Monday 7 December 2009

Yum-presto + University internet connection isn't a very good combo

Well, yum-presto is all cool and awesome and all, but with the lzma compression in F12 it's rather slow with rebuilding the rpms... Which means that with internet connection that can be found on many universities (up to about 10~11 MB/s when downloading from fast mirror) it's slowing the package download considerably. Here're the data from today's update.
<delta rebuild> | 79 MB 04:02
Presto reduced the update size by 65% (from 79 M to 28 M).
Package(s) data still to download: 136 M
Total 4.5 MB/s | 136 MB 00:30


Now, I wonder whether I should keep it or remove it (as half of time I use slow connection and the other half fast connection)...

5 comments:

brejc8 said...

If you are on a fast connection then run:
yum update --disableplugin=presto

Martin said...

Charlie, That does not work with package-kit though and I like to read why I update the packages first before updating (i.e. I don't usually use yum directly for updates).

Anonymous said...

It may be slower to use presto if you can connect to the Internet faster than 4 Mbps with your particular system. However, it is still lighter on the mirror's bandwidth and that is good for everyone's download speed.

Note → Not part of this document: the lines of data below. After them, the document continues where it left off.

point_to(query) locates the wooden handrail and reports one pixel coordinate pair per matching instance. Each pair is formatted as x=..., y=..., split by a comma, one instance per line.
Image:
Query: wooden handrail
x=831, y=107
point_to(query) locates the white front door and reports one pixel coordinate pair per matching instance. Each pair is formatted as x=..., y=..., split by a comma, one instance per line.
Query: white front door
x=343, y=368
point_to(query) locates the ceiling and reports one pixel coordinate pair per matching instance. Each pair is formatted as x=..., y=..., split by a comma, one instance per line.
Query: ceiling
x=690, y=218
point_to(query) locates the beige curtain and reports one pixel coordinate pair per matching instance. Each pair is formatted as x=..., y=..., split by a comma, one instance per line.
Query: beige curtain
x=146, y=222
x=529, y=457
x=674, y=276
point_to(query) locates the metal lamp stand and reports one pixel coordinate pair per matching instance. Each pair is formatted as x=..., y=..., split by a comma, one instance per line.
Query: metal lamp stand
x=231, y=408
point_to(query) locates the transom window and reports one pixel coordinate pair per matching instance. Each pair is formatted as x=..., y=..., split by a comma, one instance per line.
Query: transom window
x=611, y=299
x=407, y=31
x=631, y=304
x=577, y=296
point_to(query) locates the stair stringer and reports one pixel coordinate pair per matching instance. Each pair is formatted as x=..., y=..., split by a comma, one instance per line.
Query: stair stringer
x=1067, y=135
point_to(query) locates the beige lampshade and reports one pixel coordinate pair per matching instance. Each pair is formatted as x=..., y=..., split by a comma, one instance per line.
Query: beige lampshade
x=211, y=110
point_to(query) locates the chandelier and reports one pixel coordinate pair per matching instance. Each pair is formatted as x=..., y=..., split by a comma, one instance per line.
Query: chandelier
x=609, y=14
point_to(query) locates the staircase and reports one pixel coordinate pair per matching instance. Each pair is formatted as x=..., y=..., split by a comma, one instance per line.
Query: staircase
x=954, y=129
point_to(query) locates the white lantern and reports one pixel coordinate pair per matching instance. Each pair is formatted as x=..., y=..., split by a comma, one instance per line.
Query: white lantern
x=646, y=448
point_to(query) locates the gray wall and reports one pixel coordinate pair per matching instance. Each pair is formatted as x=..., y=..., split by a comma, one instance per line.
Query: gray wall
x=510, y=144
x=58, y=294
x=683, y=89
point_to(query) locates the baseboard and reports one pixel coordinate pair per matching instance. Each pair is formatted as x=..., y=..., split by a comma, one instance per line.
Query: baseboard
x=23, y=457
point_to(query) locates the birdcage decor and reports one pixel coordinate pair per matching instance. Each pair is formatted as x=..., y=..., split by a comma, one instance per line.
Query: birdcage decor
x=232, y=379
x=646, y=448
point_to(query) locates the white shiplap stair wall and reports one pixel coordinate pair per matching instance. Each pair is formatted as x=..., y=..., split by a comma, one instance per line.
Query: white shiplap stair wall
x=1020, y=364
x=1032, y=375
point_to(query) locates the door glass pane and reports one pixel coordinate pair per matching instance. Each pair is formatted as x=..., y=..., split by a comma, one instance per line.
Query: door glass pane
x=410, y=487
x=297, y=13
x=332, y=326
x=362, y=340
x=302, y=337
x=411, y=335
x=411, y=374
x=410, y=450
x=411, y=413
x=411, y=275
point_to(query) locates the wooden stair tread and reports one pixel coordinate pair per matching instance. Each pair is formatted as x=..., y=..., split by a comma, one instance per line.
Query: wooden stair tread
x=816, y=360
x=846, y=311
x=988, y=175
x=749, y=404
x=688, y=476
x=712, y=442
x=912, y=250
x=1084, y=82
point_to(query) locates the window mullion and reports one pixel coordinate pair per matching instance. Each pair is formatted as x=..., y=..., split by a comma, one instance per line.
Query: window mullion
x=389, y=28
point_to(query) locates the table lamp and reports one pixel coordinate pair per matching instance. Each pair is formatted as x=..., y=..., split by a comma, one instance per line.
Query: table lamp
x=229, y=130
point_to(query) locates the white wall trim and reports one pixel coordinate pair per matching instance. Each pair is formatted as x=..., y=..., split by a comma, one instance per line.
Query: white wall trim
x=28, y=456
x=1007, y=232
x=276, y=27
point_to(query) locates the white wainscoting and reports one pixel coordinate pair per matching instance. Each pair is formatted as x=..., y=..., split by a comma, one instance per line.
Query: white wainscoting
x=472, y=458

Presto offloads the work from the Internet connection to the CPU. Considering CPUs are gaining more processing power faster than connections are gaining more bandwidth, the comparison will only be more favourable in the future.

Sindre Pedersen Bjørdal said...

If you use NetworkManager you can make a clever little script that enables/disables presto depending on which network you're connected to.

Martin said...

Sindre Pedersen Bjørdal: that would be wonderful. Any pointers of how can I do that?